Now on its face, it might seem as if these disparate parts wouldn't fit together very well. And honestly I do wonder if it was a gimmick to help sell the books suggested by the publisher, or just a neat idea that Coville himself originated. Either way, I can tell you that, surprisingly, while it certainly creates one hell of a weird roller coaster ride, as a story, "The Monsters of Morley Manor" flows pretty well, and it all fits together pretty nicely. All things considered, I remember the "Book of..." series fondly, and still need to go back and read all the stories (as I took it upon myself to buy them all in 2014).
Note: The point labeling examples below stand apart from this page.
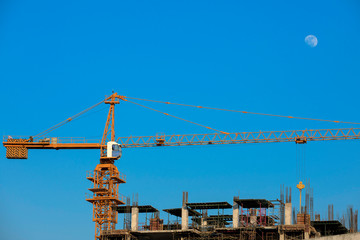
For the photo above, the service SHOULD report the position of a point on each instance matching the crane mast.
(106, 178)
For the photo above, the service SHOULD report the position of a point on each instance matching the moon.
(311, 40)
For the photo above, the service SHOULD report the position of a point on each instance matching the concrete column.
(134, 219)
(235, 215)
(282, 236)
(203, 222)
(184, 218)
(287, 213)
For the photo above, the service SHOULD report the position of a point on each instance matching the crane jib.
(17, 147)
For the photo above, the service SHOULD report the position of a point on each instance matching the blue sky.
(60, 57)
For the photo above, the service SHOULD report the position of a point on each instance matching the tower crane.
(106, 178)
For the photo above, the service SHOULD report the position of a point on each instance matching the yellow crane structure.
(106, 178)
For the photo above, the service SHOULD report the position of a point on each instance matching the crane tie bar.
(175, 117)
(244, 112)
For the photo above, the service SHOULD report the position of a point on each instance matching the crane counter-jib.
(17, 147)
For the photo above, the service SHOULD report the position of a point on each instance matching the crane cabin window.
(115, 147)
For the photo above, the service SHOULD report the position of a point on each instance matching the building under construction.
(245, 219)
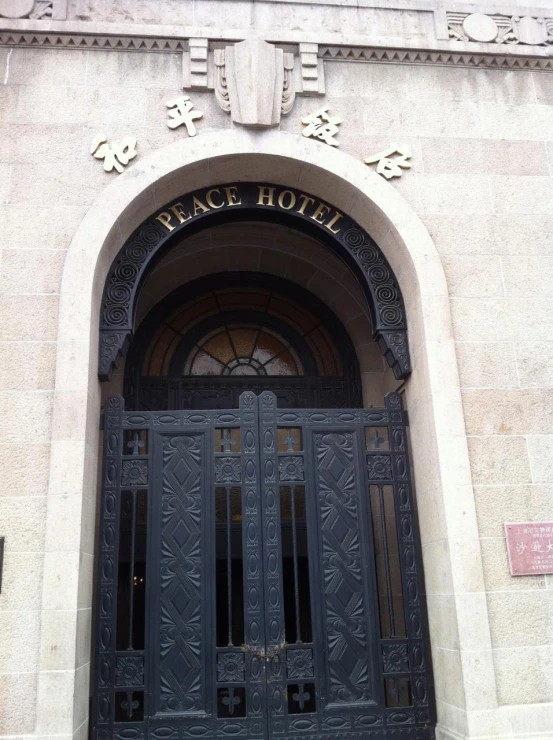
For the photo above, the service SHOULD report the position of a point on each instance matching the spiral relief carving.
(383, 293)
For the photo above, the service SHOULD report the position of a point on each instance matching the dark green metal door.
(258, 576)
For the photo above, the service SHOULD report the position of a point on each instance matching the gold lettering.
(306, 200)
(179, 213)
(165, 219)
(232, 197)
(266, 196)
(331, 223)
(321, 210)
(292, 200)
(209, 198)
(199, 206)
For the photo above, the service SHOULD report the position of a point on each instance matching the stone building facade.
(464, 93)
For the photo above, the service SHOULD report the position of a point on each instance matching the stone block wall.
(481, 181)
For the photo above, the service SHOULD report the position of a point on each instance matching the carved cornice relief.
(524, 44)
(253, 80)
(500, 29)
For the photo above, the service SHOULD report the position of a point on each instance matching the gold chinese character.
(321, 126)
(391, 167)
(116, 155)
(182, 114)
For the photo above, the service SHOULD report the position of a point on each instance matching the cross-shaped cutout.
(136, 444)
(290, 441)
(226, 440)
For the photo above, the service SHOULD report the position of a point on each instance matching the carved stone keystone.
(254, 82)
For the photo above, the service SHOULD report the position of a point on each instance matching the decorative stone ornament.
(254, 82)
(500, 29)
(480, 27)
(26, 8)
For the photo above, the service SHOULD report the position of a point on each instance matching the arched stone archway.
(464, 673)
(199, 209)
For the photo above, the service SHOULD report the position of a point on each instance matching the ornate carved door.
(258, 576)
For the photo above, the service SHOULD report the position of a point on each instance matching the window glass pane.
(267, 347)
(205, 365)
(244, 340)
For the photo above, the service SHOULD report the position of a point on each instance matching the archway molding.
(244, 201)
(459, 625)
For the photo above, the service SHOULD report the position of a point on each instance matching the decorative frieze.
(439, 58)
(500, 29)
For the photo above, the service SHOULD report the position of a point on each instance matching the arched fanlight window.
(243, 349)
(212, 339)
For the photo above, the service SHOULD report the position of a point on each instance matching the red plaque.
(530, 548)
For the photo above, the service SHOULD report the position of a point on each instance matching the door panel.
(279, 593)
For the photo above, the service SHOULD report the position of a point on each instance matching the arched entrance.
(259, 570)
(216, 337)
(450, 542)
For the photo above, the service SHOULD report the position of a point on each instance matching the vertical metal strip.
(108, 552)
(295, 556)
(131, 569)
(229, 564)
(254, 627)
(389, 594)
(272, 558)
(410, 564)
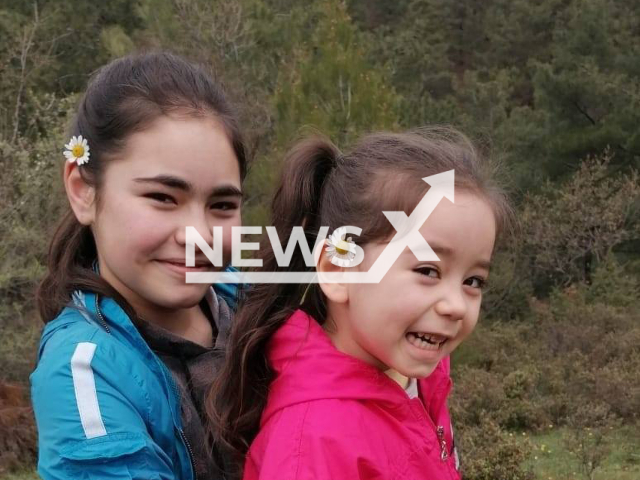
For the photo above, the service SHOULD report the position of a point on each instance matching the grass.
(552, 460)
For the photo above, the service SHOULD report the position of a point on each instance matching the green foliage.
(551, 83)
(490, 453)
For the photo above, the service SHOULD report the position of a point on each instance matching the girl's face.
(180, 172)
(437, 301)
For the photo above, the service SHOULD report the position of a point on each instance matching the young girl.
(129, 348)
(306, 382)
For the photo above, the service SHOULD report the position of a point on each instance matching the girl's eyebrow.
(175, 182)
(444, 251)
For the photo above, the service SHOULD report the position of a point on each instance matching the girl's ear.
(336, 292)
(81, 195)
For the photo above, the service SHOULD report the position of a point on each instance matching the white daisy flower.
(341, 252)
(77, 150)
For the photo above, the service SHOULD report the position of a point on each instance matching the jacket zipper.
(443, 443)
(186, 442)
(184, 437)
(182, 434)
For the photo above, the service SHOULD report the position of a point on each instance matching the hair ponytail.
(239, 393)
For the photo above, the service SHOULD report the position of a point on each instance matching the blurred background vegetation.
(549, 384)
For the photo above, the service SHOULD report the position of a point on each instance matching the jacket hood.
(308, 367)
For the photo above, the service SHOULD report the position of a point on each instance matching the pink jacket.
(331, 416)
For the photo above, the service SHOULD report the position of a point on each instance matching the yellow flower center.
(78, 151)
(342, 247)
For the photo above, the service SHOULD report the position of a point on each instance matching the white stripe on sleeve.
(85, 387)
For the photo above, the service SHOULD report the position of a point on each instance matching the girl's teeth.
(420, 343)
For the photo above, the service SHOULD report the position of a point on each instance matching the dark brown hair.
(322, 187)
(124, 97)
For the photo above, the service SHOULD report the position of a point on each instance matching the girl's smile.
(420, 312)
(150, 195)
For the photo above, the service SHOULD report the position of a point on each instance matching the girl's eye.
(161, 197)
(224, 206)
(476, 282)
(428, 272)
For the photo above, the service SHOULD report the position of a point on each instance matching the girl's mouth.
(179, 266)
(426, 341)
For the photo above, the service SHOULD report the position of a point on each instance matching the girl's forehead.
(197, 150)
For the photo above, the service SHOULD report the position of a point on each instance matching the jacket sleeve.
(91, 411)
(303, 448)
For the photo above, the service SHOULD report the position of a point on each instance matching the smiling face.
(420, 311)
(179, 172)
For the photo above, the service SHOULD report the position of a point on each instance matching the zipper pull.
(443, 443)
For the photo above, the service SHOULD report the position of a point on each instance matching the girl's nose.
(452, 304)
(200, 223)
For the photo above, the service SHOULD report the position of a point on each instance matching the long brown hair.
(124, 97)
(322, 187)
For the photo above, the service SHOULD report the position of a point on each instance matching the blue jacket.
(106, 406)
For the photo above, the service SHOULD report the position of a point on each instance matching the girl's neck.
(189, 323)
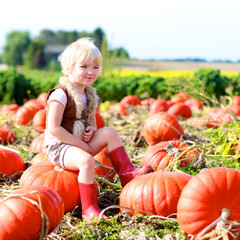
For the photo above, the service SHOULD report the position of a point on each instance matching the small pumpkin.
(24, 115)
(131, 100)
(147, 102)
(39, 120)
(159, 105)
(37, 144)
(10, 163)
(194, 104)
(157, 193)
(42, 99)
(101, 170)
(64, 182)
(236, 100)
(7, 136)
(161, 127)
(9, 108)
(205, 196)
(119, 108)
(20, 216)
(39, 157)
(179, 97)
(160, 155)
(180, 110)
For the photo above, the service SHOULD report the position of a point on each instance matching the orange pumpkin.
(119, 108)
(131, 100)
(205, 196)
(10, 162)
(39, 158)
(102, 171)
(194, 104)
(147, 102)
(236, 100)
(157, 193)
(7, 135)
(39, 120)
(179, 97)
(64, 182)
(20, 218)
(42, 99)
(159, 105)
(161, 127)
(37, 144)
(9, 108)
(180, 110)
(160, 155)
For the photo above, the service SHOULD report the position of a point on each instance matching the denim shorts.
(55, 153)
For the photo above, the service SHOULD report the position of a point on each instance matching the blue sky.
(150, 29)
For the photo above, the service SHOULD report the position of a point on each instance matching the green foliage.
(14, 87)
(16, 45)
(212, 80)
(225, 142)
(113, 228)
(34, 56)
(116, 88)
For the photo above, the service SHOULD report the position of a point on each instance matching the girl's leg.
(108, 136)
(77, 159)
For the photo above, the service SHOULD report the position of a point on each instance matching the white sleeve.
(58, 95)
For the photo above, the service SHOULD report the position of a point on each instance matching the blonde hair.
(78, 51)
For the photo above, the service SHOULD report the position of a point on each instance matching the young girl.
(71, 137)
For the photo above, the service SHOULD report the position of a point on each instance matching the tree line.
(20, 49)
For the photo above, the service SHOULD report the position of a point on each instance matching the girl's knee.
(109, 131)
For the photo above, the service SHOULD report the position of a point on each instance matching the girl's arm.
(87, 135)
(55, 114)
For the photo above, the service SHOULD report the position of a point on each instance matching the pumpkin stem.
(224, 216)
(225, 213)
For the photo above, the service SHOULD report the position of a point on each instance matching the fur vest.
(75, 117)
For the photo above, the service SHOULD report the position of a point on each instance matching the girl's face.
(84, 74)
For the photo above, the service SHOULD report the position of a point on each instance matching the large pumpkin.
(161, 127)
(20, 214)
(101, 170)
(10, 162)
(7, 135)
(205, 196)
(160, 155)
(64, 182)
(157, 193)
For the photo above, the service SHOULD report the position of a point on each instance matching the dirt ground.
(169, 65)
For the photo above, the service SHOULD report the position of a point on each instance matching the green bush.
(14, 87)
(117, 88)
(212, 80)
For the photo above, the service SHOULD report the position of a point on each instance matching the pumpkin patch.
(180, 150)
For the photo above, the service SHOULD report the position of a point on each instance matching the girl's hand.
(87, 135)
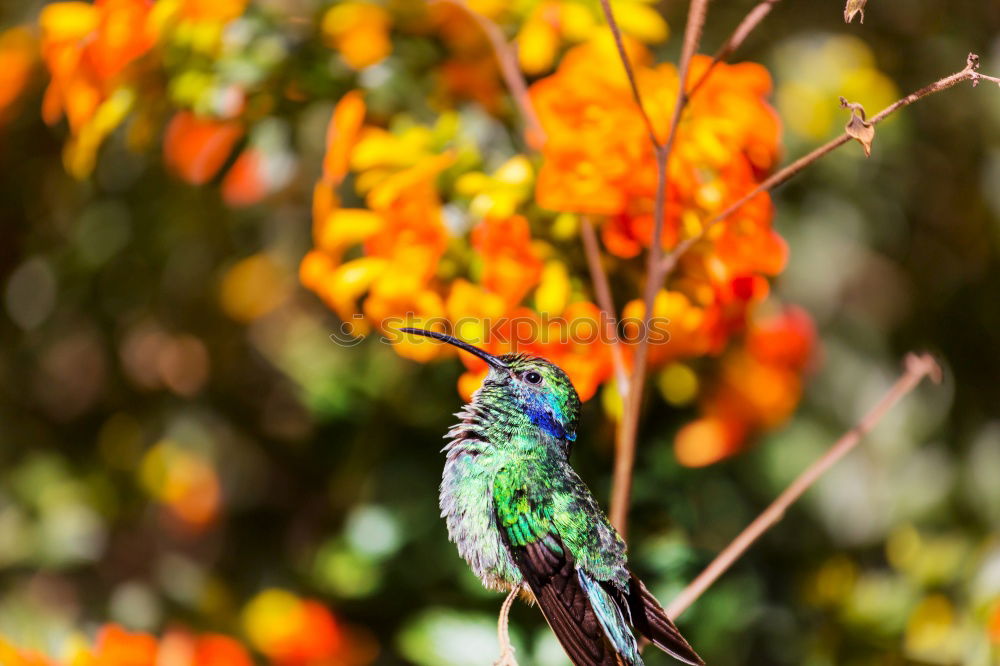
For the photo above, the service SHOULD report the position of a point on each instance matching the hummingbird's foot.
(503, 633)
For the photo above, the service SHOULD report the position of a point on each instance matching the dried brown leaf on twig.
(854, 7)
(858, 126)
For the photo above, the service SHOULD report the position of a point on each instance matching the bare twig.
(511, 72)
(503, 631)
(609, 16)
(780, 177)
(602, 291)
(628, 427)
(733, 42)
(917, 367)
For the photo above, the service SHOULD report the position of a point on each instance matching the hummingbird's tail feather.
(649, 619)
(566, 605)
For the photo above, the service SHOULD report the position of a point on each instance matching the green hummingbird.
(524, 520)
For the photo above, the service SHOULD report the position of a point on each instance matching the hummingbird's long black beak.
(486, 356)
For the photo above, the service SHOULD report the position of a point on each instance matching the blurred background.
(183, 449)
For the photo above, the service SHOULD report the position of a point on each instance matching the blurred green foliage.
(115, 350)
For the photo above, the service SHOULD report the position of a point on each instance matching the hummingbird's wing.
(587, 621)
(574, 562)
(646, 615)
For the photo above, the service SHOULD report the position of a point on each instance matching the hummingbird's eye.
(532, 377)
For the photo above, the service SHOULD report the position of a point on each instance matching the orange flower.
(292, 631)
(196, 148)
(511, 266)
(18, 53)
(117, 647)
(13, 656)
(759, 386)
(598, 158)
(86, 49)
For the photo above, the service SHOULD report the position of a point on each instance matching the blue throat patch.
(542, 417)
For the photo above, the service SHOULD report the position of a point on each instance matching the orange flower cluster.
(598, 159)
(406, 271)
(114, 646)
(288, 630)
(760, 383)
(398, 262)
(88, 49)
(17, 58)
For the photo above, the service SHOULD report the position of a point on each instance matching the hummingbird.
(524, 520)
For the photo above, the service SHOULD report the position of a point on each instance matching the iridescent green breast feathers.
(522, 517)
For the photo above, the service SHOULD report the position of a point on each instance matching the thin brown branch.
(669, 262)
(510, 70)
(735, 40)
(616, 32)
(917, 367)
(628, 427)
(602, 291)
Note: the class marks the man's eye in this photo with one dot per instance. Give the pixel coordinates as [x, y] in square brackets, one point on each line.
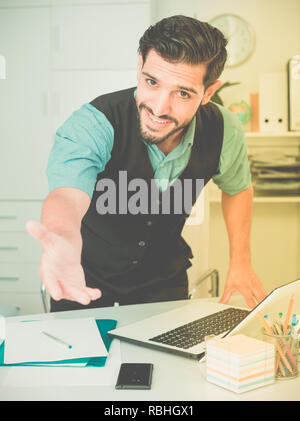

I earnestly feel that a lot of Bruce Coville's work would make for good movie/television adaptations, and I feel that an anthology format show, featuring stories from these books, could be really awesome as well.

Another strange adventure.

One other Bruce Coville book I know that I owned before my grandmother passed away (I had stopped getting any Scholastic books later into 1995, once she got really sick), was Aliens Ate My Homework, seen above. It was the first in another series that he wrote in the 90s featuring aliens, but in quite a different, and wackier way. The young hero, Rob Allbright, is in his room, working on a papier-mache science project, when suddenly a small blue alien ship comes in his bedroom window, landing in the mache. Out come several tiny, toy-sized aliens, who proceed to induct him into their mission to capture a notorious alien criminal, who just so happens to be posing on Earth as Rob's most hated school bully. This was the only entry in the series I owned, I'm pretty sure, but the other book titles can clue you in to how bizarre and funny it probably is: I Lost My Sneakers in Dimension X, The Search for Snout, and Aliens Stole My Body.

Great cover art.

One of my childhood dreams, to have a dragon!

Never trust a demon.

He has, of course, written many more books than I myself have ever read, and in fact many of them I should read someday. From fantasy stories like The Unicorn Chronicles, to his Magic Shop anthology, or darker, scarier fare like his Chamber of Horrors and Camp Haunted Hills books. He's also dabbled in more "mature", young adult fare, with titles like Armageddon Summer and Space Station Ice-3. He's even done several kids' adaptations of classic William Shakespeare plays, such as The Tempest, Hamlet, and Twelfth Night.

To me, in my pre-teen years, those "My Teacher" and "Book of..." books, meant as much to me as Stine's Goosebumps series did. They taught me, made me think, scared me, and inspired me. They helped to further grow one gift that I have always had, thanks in part to an "only child" childhood: a powerful and vivid imagination. I honestly wish that I had been able to own and read more Coville books when I was in that 11 through 13 age range, but I was obsessed with those Goosebumps tales, and we only had so much money to spend on mail-order books. But if you've never read any of Bruce Coville's work, whether you're still somewhat a kid yourself, or merely a kid inside, I would highly suggest that you do. Even his "kids books" are usually much deeper and more entertaining than I'm sure many would assume such books could be, and in this man's humble opinion, he's one of the best storytellers I've ever encountered.

So to you, Mr. Coville, I just want to say, thanks for helping to make a shitty childhood better, and to all of you, have a very happy (and safe but spooky) Halloween!